Zach sometimes hears “go back to the rez” at football games.

“It’s not too heated but it’s annoying,” he said “They usually say the same old stuff.”

Many of the labels have to do with appearance.

“I’ve heard we are tall and skinny and shoot arrows all the time,” said Naomi Plant, 15.

PJ Haynes, 17, says there is an underlying problem with these labels.

“People don’t look at you the way we really are,” he said. “You can be a good person but they only look at you with how they think you are.”

Arlee teacher Anna Baldwin decided that those stereotypes need to change. She put up a flyer a few years ago asking if students wanted to start a group and travel to different schools to talk about what it’s really like to live on the reservation.

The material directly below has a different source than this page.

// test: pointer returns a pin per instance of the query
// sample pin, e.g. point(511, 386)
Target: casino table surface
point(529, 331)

“I saw a need for relationship building with other schools,” she said. “Creating relationships and dispelling stereotypes go together: relationships allow us to change. And I thought this would be so good for off-reservation kids and it was good for our kids, too: they feel the stereotypes. Even non-Indian kids feel it.”

Baldwin is a non-Indian teacher. She has taught in Arlee for 11 years and picked up numerous teaching awards. She has also taught in Pablo. Her doctoral research was in professional development and Indian Education for All.

“Indian Education for All became law the year I became a teacher,” she said. “I’ve always been interested in learning how teachers are prepared for it.”

Twenty-six students signed up for the group. Zach was one of the first. The group has traveled to six different schools in the past few years to talk to 225 students in small groups. 

“No big speeches,” Baldwin said. “We keep the groups small so kids feel more comfortable talking.” 

Abby Yocum, 15, is one of the non-Indian students in the group. She joined the group to help show the cultural diversity that exists on the reservation. Abby said she was surprised by how many people assumed a person living on the reservation was Indian. Baldwin said the multicultural diversity of the group is important. 

“The kids represent the diversity we have on the reservation,” she said. 

The group recently traveled to a school in Kalispell. Baldwin emphatically explained to the Kalispell students that they were sharing what they have heard about reservation life.

“Some of the kids said they didn’t want to share because they didn’t want to feel like a racist,” she said. “I wanted them to understand that this wasn’t their opinion. It was what they had heard. That makes it a little easier to share.”

Many of the students opened up in the small groups and wrote the things they’d heard on a large sheet of poster paper. Some of the labels about Indians included: savages, drunks, greedy, spiritually inclined, smoke tobacco, ride horses and gamble a lot.

“We’ve all heard it before,” Baldwin said. “These are some really hard things to talk about but that is how you change it. And the fact is our kids live this.”

Baldwin said some of the comments the students hear are not racist. 

“Some people are just not informed,” she said. “Are they racist? Are they the same thing? Not always. But how do you keep yourself from seeming racist: you get informed.”

Baldwin structures school visits towards the age group of the students they are visiting. 

“It’s different everywhere we go,” she said. “With some of the younger groups, we just share and answer questions.”

During the Kalispell trip, the students led a question and answer session after they identified the labels. Zach said he often explains that people on the reservation do have electricity.

“I hope we’ve helped change people’s perspectives about the reservation and how people act here,” Naomi said. “This is about bringing people together. We can’t face the future when we are all looking at the past.”